Finding 2: Enterprises run on hyperscalers and model APIs
The specialized GPU clouds barely register today. The survey asked which providers and platforms enterprises currently use to run their AI. The answer is a familiar one: the incumbents.
- 48% use Google Cloud, the most-used platform overall (Microsoft Azure 29%, AWS 22%, Oracle Cloud 22%)
- 41% use Google's Gemini models, with OpenAI close behind at 40% and Anthropic at 12%
- 6% run their own on-prem or co-located GPU clusters; 4% a custom open-source self-managed stack
- Each use the specialized AI clouds: CoreWeave, Lambda, Crusoe, Nebius, Together, Fireworks and peers
The current stack is hyperscaler-and-API. Google Cloud leads at 48%, and the general-purpose clouds (Google, Microsoft, AWS, Oracle) together with the major model APIs (Gemini, OpenAI, Anthropic) account for essentially all current deployment. The specialized "neocloud" GPU providers that dominate AI-infrastructure headlines register at or near zero among these enterprises today. Only 6% run their own on-prem GPU clusters and 4% a custom open-source stack. Enterprises are, for now, running AI on the providers they already buy from.

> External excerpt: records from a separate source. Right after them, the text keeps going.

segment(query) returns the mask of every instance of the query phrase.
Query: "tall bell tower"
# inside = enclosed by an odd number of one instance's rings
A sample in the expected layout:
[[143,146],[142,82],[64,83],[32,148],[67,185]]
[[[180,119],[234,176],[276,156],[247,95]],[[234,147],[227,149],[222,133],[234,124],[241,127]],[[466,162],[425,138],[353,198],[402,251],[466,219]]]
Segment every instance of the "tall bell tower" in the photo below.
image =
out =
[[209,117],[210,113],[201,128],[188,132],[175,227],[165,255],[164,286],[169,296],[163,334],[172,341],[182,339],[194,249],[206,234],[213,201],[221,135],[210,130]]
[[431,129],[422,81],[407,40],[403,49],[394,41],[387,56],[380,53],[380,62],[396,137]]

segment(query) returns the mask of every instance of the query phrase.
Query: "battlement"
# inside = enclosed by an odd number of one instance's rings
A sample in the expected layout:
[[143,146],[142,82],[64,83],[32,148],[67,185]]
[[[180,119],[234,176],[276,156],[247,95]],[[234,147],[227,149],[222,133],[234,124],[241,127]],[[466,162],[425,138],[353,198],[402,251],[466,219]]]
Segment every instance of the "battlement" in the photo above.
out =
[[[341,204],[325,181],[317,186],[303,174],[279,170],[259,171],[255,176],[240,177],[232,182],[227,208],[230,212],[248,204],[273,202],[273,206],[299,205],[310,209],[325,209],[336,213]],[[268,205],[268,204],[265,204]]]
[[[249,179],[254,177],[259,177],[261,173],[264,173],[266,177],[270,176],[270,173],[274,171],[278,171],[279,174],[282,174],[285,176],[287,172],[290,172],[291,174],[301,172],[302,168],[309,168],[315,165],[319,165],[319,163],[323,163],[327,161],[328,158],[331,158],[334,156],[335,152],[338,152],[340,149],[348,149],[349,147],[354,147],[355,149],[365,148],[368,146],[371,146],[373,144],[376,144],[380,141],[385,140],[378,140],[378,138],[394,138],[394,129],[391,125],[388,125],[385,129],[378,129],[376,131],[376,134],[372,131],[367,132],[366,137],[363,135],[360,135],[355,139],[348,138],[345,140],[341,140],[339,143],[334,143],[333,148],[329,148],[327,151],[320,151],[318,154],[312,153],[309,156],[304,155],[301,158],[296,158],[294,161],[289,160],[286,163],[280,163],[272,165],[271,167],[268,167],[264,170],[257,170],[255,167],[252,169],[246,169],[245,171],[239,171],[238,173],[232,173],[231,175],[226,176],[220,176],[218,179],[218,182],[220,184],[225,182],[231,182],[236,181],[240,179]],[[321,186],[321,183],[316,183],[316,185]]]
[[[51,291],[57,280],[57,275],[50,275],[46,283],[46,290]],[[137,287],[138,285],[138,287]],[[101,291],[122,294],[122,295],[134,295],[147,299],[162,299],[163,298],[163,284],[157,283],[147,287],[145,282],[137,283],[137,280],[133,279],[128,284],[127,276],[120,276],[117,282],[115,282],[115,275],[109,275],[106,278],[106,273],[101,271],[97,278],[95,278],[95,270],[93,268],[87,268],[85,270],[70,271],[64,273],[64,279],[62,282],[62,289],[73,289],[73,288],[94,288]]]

(A note on reading these shares. As described in the methodology section, this sample is self-selected and skews mid-market. This question counted every provider a respondent uses, an average of 2.1 selections each. So the figures measure presence in the stack rather than spending or primary status. A sample built this way will show a different provider mix than a spend-weighted census of the broader market. Google's strength here, for example, is consistent with its long-standing position among smaller enterprises building on AI. Read these shares as a portrait of what this AI-active cohort runs today, and treat gaps between these figures and industry-wide market share estimates as a property of the sample rather than a contradiction of either.)

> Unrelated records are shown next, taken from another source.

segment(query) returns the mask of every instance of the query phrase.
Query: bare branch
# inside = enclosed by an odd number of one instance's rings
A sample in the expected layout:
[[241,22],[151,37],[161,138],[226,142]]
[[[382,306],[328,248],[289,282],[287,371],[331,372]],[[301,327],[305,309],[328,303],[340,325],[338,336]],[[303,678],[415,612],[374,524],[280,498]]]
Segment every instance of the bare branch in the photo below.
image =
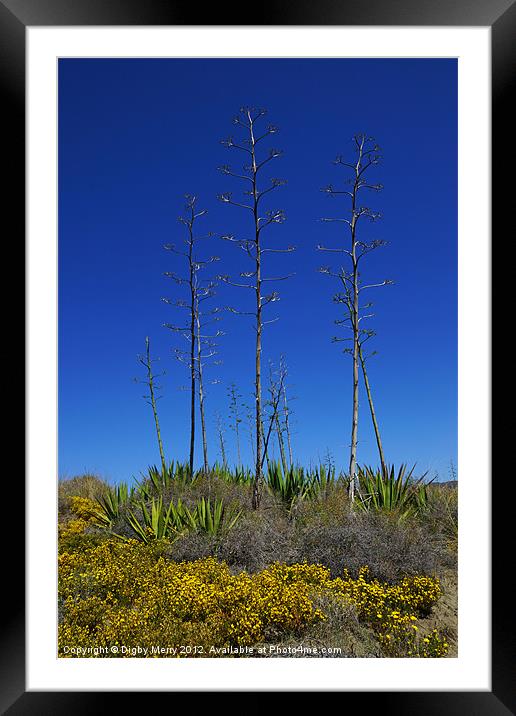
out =
[[353,169],[353,170],[356,169],[355,164],[348,164],[348,162],[345,162],[345,161],[342,159],[342,155],[340,155],[340,154],[337,155],[337,157],[335,157],[335,159],[333,160],[333,163],[334,163],[334,164],[340,164],[340,165],[342,165],[343,167],[349,167],[350,169]]
[[328,184],[328,186],[323,187],[323,188],[321,189],[321,191],[322,191],[324,194],[328,194],[328,196],[339,196],[340,194],[345,194],[346,196],[351,196],[351,197],[353,197],[353,192],[351,192],[351,191],[346,191],[346,190],[339,190],[339,191],[337,191],[336,189],[333,188],[333,186],[332,186],[331,184]]
[[260,298],[260,304],[261,306],[267,306],[269,303],[274,303],[275,301],[279,301],[280,296],[277,291],[273,291],[272,293],[269,293],[266,296],[262,296]]
[[336,219],[332,217],[323,217],[322,219],[319,219],[319,221],[324,221],[325,223],[329,224],[330,222],[338,222],[341,224],[348,224],[348,226],[351,226],[351,221],[349,219]]
[[373,191],[381,191],[383,189],[383,184],[367,184],[366,182],[360,181],[357,189],[372,189]]
[[274,278],[272,278],[272,277],[271,278],[262,278],[261,281],[262,281],[262,283],[264,281],[286,281],[287,278],[292,278],[292,276],[295,276],[295,275],[296,275],[295,273],[289,273],[286,276],[275,276]]
[[281,157],[283,154],[282,149],[269,149],[269,156],[261,161],[259,164],[256,165],[256,171],[259,171],[262,167],[264,167],[266,164],[268,164],[273,159],[277,159],[278,157]]
[[188,283],[188,279],[183,278],[182,276],[179,276],[174,271],[165,271],[163,273],[163,276],[165,276],[166,278],[171,278],[173,281],[175,281],[178,284]]
[[254,311],[239,311],[238,309],[233,308],[233,306],[226,306],[226,311],[234,313],[236,316],[256,316]]
[[348,254],[348,256],[351,256],[351,251],[348,251],[347,249],[331,249],[326,246],[321,246],[321,244],[317,244],[316,248],[317,251],[328,251],[334,254]]
[[381,283],[370,283],[367,286],[360,286],[358,289],[360,291],[365,291],[366,288],[378,288],[380,286],[392,286],[394,284],[394,281],[391,281],[390,279],[386,279],[385,281],[382,281]]
[[172,251],[174,254],[178,254],[179,256],[184,256],[185,258],[188,258],[188,254],[184,251],[179,251],[176,249],[175,244],[163,244],[163,248],[165,251]]
[[231,192],[225,192],[224,194],[219,194],[217,196],[217,199],[221,201],[223,204],[232,204],[233,206],[240,206],[242,209],[249,209],[250,211],[253,211],[253,207],[249,206],[248,204],[241,204],[238,201],[233,201],[231,198]]
[[271,191],[274,191],[274,189],[278,189],[281,186],[286,185],[285,179],[271,179],[271,186],[268,189],[264,189],[263,191],[258,192],[257,194],[257,201],[260,201],[260,199],[265,196],[266,194],[269,194]]
[[258,232],[262,231],[262,229],[265,229],[271,224],[283,224],[285,220],[286,216],[283,209],[275,209],[274,211],[268,211],[265,216],[260,216],[258,218]]
[[279,128],[276,127],[274,124],[269,124],[265,133],[262,134],[260,137],[257,137],[254,140],[254,143],[258,144],[258,142],[261,142],[262,139],[265,139],[265,137],[270,137],[271,134],[276,134],[276,132],[279,132]]
[[235,177],[235,179],[245,179],[246,181],[251,182],[251,184],[253,183],[252,178],[247,176],[246,174],[235,174],[228,164],[223,164],[222,166],[218,167],[218,170],[222,174],[225,174],[230,177]]
[[229,276],[217,276],[217,279],[222,281],[222,283],[228,284],[229,286],[236,286],[237,288],[253,288],[256,291],[256,286],[252,286],[247,283],[235,283],[230,280]]
[[168,328],[169,331],[175,331],[176,333],[188,331],[188,326],[176,326],[173,323],[163,323],[163,328]]
[[271,248],[260,249],[260,252],[261,252],[262,254],[265,254],[265,253],[270,253],[270,254],[289,254],[289,253],[291,253],[292,251],[295,251],[295,250],[296,250],[296,247],[295,247],[295,246],[287,246],[286,249],[271,249]]
[[233,141],[232,137],[228,137],[227,139],[221,139],[220,143],[224,147],[228,147],[229,149],[240,149],[243,152],[247,152],[247,154],[252,154],[251,150],[248,149],[247,147],[243,147],[241,144],[236,144]]

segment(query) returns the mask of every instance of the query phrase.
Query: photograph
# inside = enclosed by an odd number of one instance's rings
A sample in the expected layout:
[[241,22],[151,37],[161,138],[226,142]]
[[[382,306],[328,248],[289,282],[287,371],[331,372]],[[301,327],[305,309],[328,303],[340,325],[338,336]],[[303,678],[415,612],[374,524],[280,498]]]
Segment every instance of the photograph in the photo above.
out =
[[57,82],[58,658],[456,659],[457,58]]

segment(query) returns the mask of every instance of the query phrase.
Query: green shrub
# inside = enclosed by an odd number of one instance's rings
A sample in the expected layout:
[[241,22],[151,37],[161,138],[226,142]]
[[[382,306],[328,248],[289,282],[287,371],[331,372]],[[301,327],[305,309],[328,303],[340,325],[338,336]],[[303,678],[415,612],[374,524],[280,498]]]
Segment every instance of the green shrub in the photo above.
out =
[[446,540],[429,535],[416,518],[401,523],[381,512],[348,513],[339,521],[314,519],[296,529],[295,558],[319,562],[337,576],[354,576],[363,564],[373,577],[393,583],[405,575],[441,574],[453,566]]

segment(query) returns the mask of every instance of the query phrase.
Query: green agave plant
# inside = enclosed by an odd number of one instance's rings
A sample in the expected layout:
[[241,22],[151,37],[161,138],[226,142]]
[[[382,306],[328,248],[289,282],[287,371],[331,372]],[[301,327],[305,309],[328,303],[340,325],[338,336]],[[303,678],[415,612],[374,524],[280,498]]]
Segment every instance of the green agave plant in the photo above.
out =
[[250,485],[253,481],[252,471],[241,466],[231,470],[227,465],[221,465],[216,462],[210,469],[210,473],[212,477],[218,480],[224,480],[224,482],[236,485]]
[[150,465],[147,468],[147,478],[149,479],[154,490],[160,494],[163,490],[171,487],[175,476],[175,465],[172,461],[165,469],[156,465]]
[[407,472],[407,466],[401,465],[397,474],[394,465],[383,470],[371,467],[358,468],[360,494],[355,500],[357,509],[370,511],[382,510],[397,512],[400,519],[417,515],[428,505],[425,473],[414,480],[415,465]]
[[[224,505],[220,499],[213,503],[201,498],[193,510],[188,509],[181,500],[171,501],[168,507],[163,504],[161,495],[146,502],[138,502],[139,514],[130,510],[127,523],[134,536],[148,544],[153,540],[176,540],[190,531],[202,531],[212,536],[227,532],[235,526],[241,511],[235,512]],[[116,535],[126,539],[122,535]]]
[[170,502],[168,507],[165,507],[160,495],[157,499],[152,498],[149,504],[143,499],[140,500],[138,507],[141,514],[129,511],[127,523],[137,539],[146,544],[156,539],[175,540],[197,526],[195,514],[192,514],[181,500],[175,504]]
[[319,465],[310,476],[311,496],[326,496],[335,484],[335,468],[327,468],[326,465]]
[[228,472],[226,481],[236,485],[251,485],[253,482],[253,472],[249,468],[235,467],[233,472]]
[[170,508],[168,510],[163,508],[161,497],[151,500],[150,512],[145,502],[142,501],[140,504],[142,510],[140,519],[132,511],[127,515],[127,522],[134,530],[136,537],[146,544],[154,539],[168,537],[171,511]]
[[165,470],[157,465],[149,465],[147,472],[142,475],[143,479],[137,483],[137,491],[142,499],[151,500],[162,495],[174,484],[183,486],[192,484],[199,474],[200,472],[197,472],[192,475],[188,463],[173,460]]
[[221,499],[211,502],[202,497],[197,503],[195,515],[197,529],[212,536],[228,532],[237,523],[242,511],[235,511],[224,505]]
[[281,463],[272,461],[267,469],[267,486],[289,508],[294,500],[313,497],[319,489],[314,477],[307,475],[302,467],[292,466],[284,473]]
[[183,485],[190,485],[203,474],[203,470],[197,470],[197,472],[192,473],[190,471],[190,465],[187,462],[178,462],[176,463],[174,479],[176,482],[180,482]]
[[122,509],[134,499],[134,495],[134,487],[129,488],[127,483],[121,482],[97,497],[97,505],[93,510],[97,524],[102,527],[110,527],[120,517]]

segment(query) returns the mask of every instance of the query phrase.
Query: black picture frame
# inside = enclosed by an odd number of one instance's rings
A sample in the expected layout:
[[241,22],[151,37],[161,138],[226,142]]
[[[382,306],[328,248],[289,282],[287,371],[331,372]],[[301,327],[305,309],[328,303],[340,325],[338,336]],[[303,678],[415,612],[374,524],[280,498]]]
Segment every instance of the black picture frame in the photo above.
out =
[[[510,151],[510,137],[516,126],[510,102],[511,79],[516,76],[514,0],[369,0],[367,3],[272,0],[260,7],[259,21],[246,17],[242,5],[232,8],[231,4],[213,3],[203,7],[202,23],[197,22],[199,9],[192,3],[171,0],[0,0],[4,161],[5,152],[11,155],[4,164],[9,181],[2,204],[4,221],[10,218],[9,244],[18,247],[19,253],[23,252],[25,235],[25,31],[27,26],[45,25],[489,26],[492,32],[492,229],[493,235],[502,241],[502,224],[506,228],[506,210],[511,206],[514,184],[505,181],[503,172]],[[20,260],[23,264],[23,256]],[[23,337],[20,338],[23,341]],[[17,504],[22,504],[21,476],[19,485],[12,479],[10,482],[13,489],[19,490]],[[504,480],[502,471],[493,479],[492,488],[492,691],[347,692],[343,695],[343,707],[352,708],[352,701],[358,698],[361,708],[365,705],[383,713],[400,715],[516,714],[516,637],[511,617],[514,604],[511,591],[504,582],[511,553],[504,537],[504,525],[510,525],[514,520],[511,509],[514,500],[510,494],[514,491],[514,480]],[[3,550],[3,576],[9,609],[4,612],[0,628],[1,712],[12,716],[57,715],[103,713],[116,709],[120,693],[26,692],[25,553],[20,530],[12,534],[16,538],[4,543]],[[148,707],[148,693],[131,692],[129,696],[134,707],[144,707],[145,704]]]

Finding 3: The next dollar goes to infrastructure they don't yet run
AI-specialized clouds top the evaluations list. The survey asked where enterprises planned to evaluate AI infrastructure over the next 12 months. Their answers point away from the stack they run today.
- 45% AI-specialized clouds (CoreWeave, Lambda, Crusoe, Nebius), the top planned evaluation area
- 32% non-NVIDIA accelerators (AWS Trainium, Google TPU, AMD Instinct, Intel Gaudi, in-house ASICs)

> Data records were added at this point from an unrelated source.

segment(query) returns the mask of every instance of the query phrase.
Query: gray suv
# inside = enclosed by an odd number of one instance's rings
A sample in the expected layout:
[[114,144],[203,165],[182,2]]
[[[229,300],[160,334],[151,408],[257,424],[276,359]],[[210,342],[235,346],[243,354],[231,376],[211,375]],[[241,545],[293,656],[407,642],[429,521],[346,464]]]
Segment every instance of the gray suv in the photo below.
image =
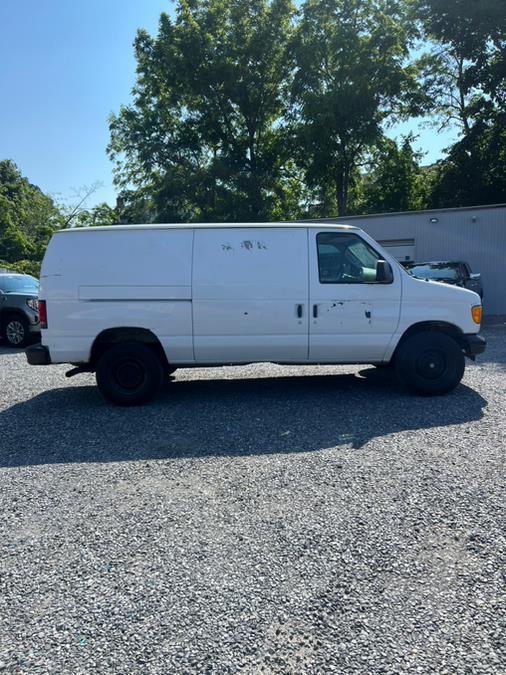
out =
[[40,334],[39,282],[28,274],[0,274],[0,335],[24,347]]

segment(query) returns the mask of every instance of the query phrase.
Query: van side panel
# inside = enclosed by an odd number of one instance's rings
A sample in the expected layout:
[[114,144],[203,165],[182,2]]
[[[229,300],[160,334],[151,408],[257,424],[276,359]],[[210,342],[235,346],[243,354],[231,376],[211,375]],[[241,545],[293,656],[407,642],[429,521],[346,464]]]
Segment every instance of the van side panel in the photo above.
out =
[[305,228],[196,229],[195,359],[307,360],[308,292]]
[[48,247],[42,341],[55,363],[86,362],[107,328],[151,330],[171,363],[192,362],[193,231],[61,232]]

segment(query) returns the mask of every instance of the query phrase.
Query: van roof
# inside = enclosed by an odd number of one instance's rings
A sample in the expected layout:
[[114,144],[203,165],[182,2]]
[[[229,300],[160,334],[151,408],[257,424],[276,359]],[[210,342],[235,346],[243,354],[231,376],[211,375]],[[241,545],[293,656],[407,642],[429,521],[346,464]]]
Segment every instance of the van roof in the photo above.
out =
[[341,225],[337,223],[308,223],[308,222],[281,222],[281,223],[161,223],[161,224],[138,224],[138,225],[106,225],[102,227],[71,227],[64,230],[58,230],[56,234],[67,232],[90,232],[90,231],[108,231],[111,230],[192,230],[192,229],[222,229],[222,228],[241,228],[241,227],[308,227],[318,230],[358,230],[360,228],[354,225]]

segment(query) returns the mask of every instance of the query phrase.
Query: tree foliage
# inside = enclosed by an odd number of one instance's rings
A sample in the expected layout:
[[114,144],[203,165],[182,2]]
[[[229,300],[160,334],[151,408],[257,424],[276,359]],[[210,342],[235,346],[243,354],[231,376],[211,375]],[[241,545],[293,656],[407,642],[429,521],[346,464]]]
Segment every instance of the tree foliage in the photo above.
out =
[[[348,211],[350,187],[384,123],[422,102],[407,64],[409,22],[393,0],[307,0],[294,40],[300,156],[311,186]],[[337,209],[336,209],[337,207]]]
[[431,49],[421,60],[434,112],[469,135],[506,112],[506,6],[501,0],[415,0]]
[[[134,99],[110,119],[123,217],[454,206],[478,171],[473,198],[502,199],[505,25],[502,0],[180,0],[139,31]],[[427,112],[461,130],[433,170],[385,137]]]
[[439,162],[431,206],[506,201],[506,4],[501,0],[415,0],[431,50],[424,86],[442,125],[460,138]]
[[[88,192],[86,188],[84,194]],[[58,229],[118,222],[116,210],[108,204],[85,209],[82,198],[75,204],[57,204],[23,177],[14,162],[0,161],[0,267],[38,275],[47,244]]]
[[363,212],[414,211],[426,206],[430,175],[421,169],[412,141],[408,136],[398,145],[385,138],[378,145],[364,177]]
[[72,227],[108,227],[118,222],[116,209],[101,202],[90,209],[82,209],[72,219]]
[[293,15],[289,0],[182,0],[156,38],[139,31],[134,101],[110,121],[127,206],[139,199],[158,221],[292,210],[282,121]]
[[62,217],[51,197],[21,175],[11,160],[0,161],[0,260],[34,269]]
[[436,167],[429,206],[506,203],[506,115],[477,122]]
[[[178,0],[134,48],[117,208],[87,206],[97,184],[55,203],[0,161],[0,265],[36,273],[60,227],[506,202],[504,0]],[[387,137],[420,114],[458,132],[430,167]]]

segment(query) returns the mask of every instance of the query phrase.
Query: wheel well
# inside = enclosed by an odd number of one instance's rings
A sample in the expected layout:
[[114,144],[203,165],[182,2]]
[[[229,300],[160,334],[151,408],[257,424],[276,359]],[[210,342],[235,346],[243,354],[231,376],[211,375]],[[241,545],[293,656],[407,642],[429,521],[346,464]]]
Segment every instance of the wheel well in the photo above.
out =
[[455,326],[455,324],[447,323],[446,321],[420,321],[420,323],[413,324],[404,332],[392,355],[392,361],[395,359],[397,350],[403,342],[416,333],[424,333],[426,331],[444,333],[445,335],[452,337],[462,348],[465,346],[462,339],[463,332],[458,326]]
[[165,351],[156,335],[147,328],[135,328],[132,326],[108,328],[99,333],[91,347],[90,366],[94,368],[104,352],[112,347],[112,345],[117,345],[121,342],[142,342],[148,345],[158,356],[163,367],[169,367]]

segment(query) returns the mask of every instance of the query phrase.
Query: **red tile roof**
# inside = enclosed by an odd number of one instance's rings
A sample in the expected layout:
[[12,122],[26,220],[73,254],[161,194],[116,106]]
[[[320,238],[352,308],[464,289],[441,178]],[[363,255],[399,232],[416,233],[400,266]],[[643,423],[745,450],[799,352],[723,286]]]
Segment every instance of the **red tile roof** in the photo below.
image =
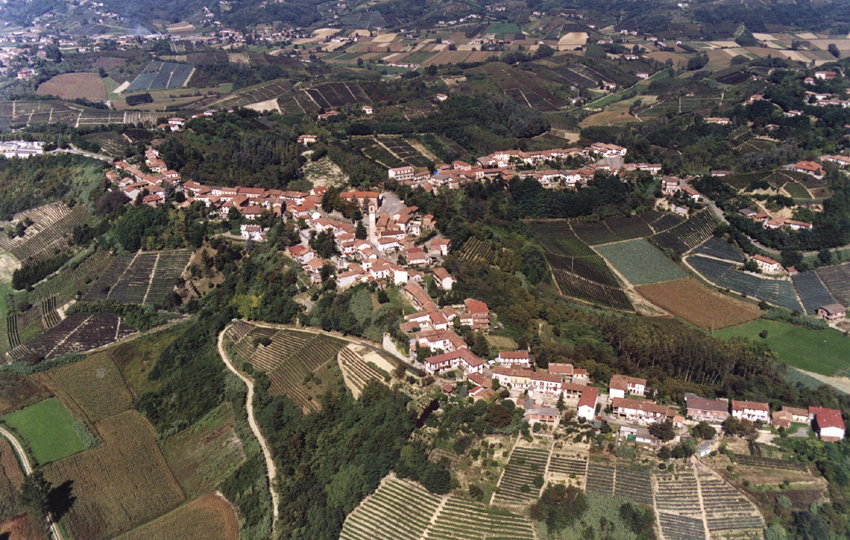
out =
[[[563,386],[563,384],[561,385]],[[596,407],[596,398],[599,397],[599,389],[595,386],[586,387],[581,393],[581,398],[578,400],[579,407]]]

- 28% Nvidia Blackwell (GB300) / next-generation GPUs
- 16% decentralized or distributed compute networks
- 11% sovereign or region-specific compute; 9% say none of the above
Here is the report's sharpest tension. The single most-cited planned evaluation area is AI-specialized clouds, a category almost none of these enterprises use today. The next dollar is going to infrastructure they don't yet run.